Where Assassin’s Creed II falls down is where it forgets what it isn’t. Specifically, it is not Prince Of Persia, and it is not a puzzle game, and its half-hearted expansions into these areas are maddening. The platforming puzzles in the Assassin Tombs have no recovery mechanic - no Dagger of Time, no Elika - and when you fall you often undo several minutes of careful climbing and jumping. The rotation and code wheel puzzles from the glyphs are pointless and uninteresting with no stabbing at all and are exactly the sort of thing GameFAQs was invented for.
This is why stuff is dangerous in sequels. New depth or types of gameplay can draw in more players, but if it’s handled clumsily then it just forms roadblocks - especially since the people who come back to a franchise do so because they want to play more like that franchise - not that franchise pretending to be something else.
(I have to say, though, that I am extremely relieved that Assassin’s Creed II was not written by Hideo Kojima. Given the setup, it could easily have been player-trolling on the level of Metal Gear Solid 2: Sons of Liberty all over again, and that was definitely not what I had signed up for.)
Refining what the game already has, on the other hand, is something that should be happening at least a little with every iteration of a franchise. After all, no creative work is ever truly complete - you just reach a point where you stop working on it. And while this can mean that later installments essentially obsolete earlier ones, that outcome is far preferable to stagnation. And in fact, it’s pretty common for second games to add stuff and third games to refine it. And if Assassin’s Creed: Brotherhood’s game director is to be believed, it’s happening there, too.

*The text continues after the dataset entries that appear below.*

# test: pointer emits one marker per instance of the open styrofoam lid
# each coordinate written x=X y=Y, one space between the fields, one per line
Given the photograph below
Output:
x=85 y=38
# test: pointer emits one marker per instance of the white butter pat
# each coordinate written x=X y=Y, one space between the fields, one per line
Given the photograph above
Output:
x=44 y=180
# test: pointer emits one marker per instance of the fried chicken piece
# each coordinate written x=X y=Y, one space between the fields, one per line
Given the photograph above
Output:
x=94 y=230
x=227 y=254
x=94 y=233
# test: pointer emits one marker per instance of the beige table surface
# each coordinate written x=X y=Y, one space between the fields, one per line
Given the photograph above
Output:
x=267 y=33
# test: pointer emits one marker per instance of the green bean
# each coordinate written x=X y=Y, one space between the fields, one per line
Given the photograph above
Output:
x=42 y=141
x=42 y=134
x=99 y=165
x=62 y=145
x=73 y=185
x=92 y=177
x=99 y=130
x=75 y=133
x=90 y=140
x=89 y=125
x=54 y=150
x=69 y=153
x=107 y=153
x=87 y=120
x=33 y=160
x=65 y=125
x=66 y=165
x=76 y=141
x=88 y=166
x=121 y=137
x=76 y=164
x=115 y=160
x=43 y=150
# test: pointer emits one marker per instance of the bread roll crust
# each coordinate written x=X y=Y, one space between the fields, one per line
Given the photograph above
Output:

But given that, there’s something quite curious about Brotherhood: its marketing.
Forcing multiplayer into games, particularly new installments in successful franchises, is nothing new. What’s unusual, though, is taking a successful, decently established (two console games, three portable games, a phone game and a Facebook game) thoroughly single-player franchise and advertising the next installment so heavily on its multiplayer that most people who don’t specifically hunt out the information probably don’t even realize it has an extensive single-player campaign too.
As long as that single player campaign is as much fun as Assassin’s Creed II, The One Commandment won’t be violated and I’ll be happy. But there’s still an interesting phenomenon here, from a similar source - an attempt at audience expansion that deemphasizes what matters to the existing fans.
(Though I also have to mention that the series has sort of painted itself into a corner in terms of what it can do with the assassin ancestors. Altair looked and sounded exactly like Desmond, though it was unclear whether this was because he was genuinely identical or because this is how the Animus causes people to experience things. Then, when both Ezio and Subject 16 were also identical to Desmond, it became clear that the latter explanation was correct. So what will they do if Desmond is compelled to relive the life of a female ancestor? Or even just one who isn’t white? It makes me deeply skeptical of rumors of a playable female assassin in Assassin’s Creed III.)
I just started Uncharted 2 yesterday, so I don’t know yet what grand statement it makes about sequels. I’m probably going to come back with thoughts about the game after I play it more. But for now, I’ll tell you that if it were not such a well regarded game, and not by Naughty Dog, I would have already sent it back to GameFly.